无训练组相对策略优化

摘要

近期，大型语言模型（LLM）代理的进展展现了其广泛的应用潜力。然而，在特定现实领域中的表现往往因难以有效整合外部工具及特定提示策略而大打折扣。尽管已有如代理强化学习等方法被提出以应对此问题，但这些方法通常依赖于代价高昂的参数更新，例如通过监督微调（SFT）结合使用群体相对策略优化（GRPO）的强化学习（RL）阶段来调整输出分布。然而，我们认为，LLM通过学习经验知识作为令牌先验，能够对输出分布产生类似效果，这是一种更为轻量级的方法，不仅解决了实际数据稀缺的问题，还避免了常见的过拟合现象。为此，我们提出了无需训练的群体相对策略优化（Training-Free GRPO），这是一种无需参数更新的高效解决方案，旨在提升LLM代理的性能。我们的方法利用群体间的相对语义优势而非数值优势，在少量真实数据上进行多轮学习，迭代提炼高质量的经验知识。此类知识作为学习到的令牌先验，在LLM API调用时无缝集成，以指导模型行为。在数学推理和网络搜索任务上的实验表明，将Training-Free GRPO应用于DeepSeek-V3.1-Terminus后，其跨领域性能显著提升。仅需数十个训练样本，Training-Free GRPO便能在边际训练数据与成本下，超越经过微调的小型LLM。

English

Recent advances in Large Language Model (LLM) agents have demonstrated their promising general capabilities.
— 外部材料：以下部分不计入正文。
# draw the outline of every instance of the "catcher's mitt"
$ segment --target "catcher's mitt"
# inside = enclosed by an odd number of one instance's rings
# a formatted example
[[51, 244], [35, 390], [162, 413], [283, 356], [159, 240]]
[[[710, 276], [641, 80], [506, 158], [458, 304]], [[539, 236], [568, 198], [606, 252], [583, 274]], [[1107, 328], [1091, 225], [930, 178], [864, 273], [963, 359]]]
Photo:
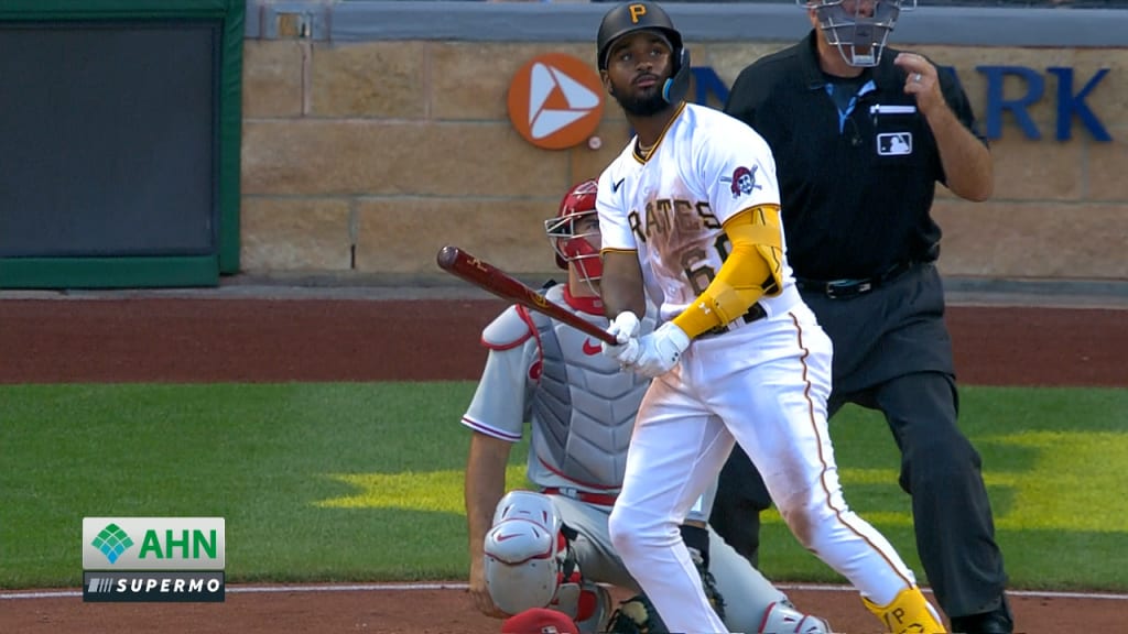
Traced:
[[645, 595], [635, 595], [619, 604], [607, 622], [607, 634], [669, 634], [654, 604]]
However, their performance in specialized real-world domains often degrades due to challenges in effectively integrating external tools and specific prompting strategies. While methods like agentic reinforcement learning have been proposed to address this, they typically rely on costly parameter updates, for example, through a process that uses Supervised Fine-Tuning (SFT) followed by a Reinforcement Learning (RL) phase with Group Relative Policy Optimization (GRPO) to alter the output distribution. However, we argue that LLMs can achieve a similar effect on the output distribution by learning experiential knowledge as a token prior, which is a far more lightweight approach that not only addresses practical data scarcity but also avoids the common issue of overfitting. To this end, we propose Training-Free Group Relative Policy Optimization (Training-Free GRPO), a cost-effective solution that enhances LLM agent performance without any parameter updates. Our method leverages the group relative semantic advantage instead of numerical ones within each group of rollouts, iteratively distilling high-quality experiential knowledge during multi-epoch learning on a minimal ground-truth data. Such knowledge serves as the learned token prior, which is seamlessly integrated during LLM API calls to guide model behavior. Experiments on mathematical reasoning and web searching tasks demonstrate that Training-Free GRPO, when applied to DeepSeek-V3.1-Terminus, significantly improves out-of-domain performance. With just a few dozen training samples, Training-Free GRPO outperforms fine-tuned small LLMs with marginal training data and cost.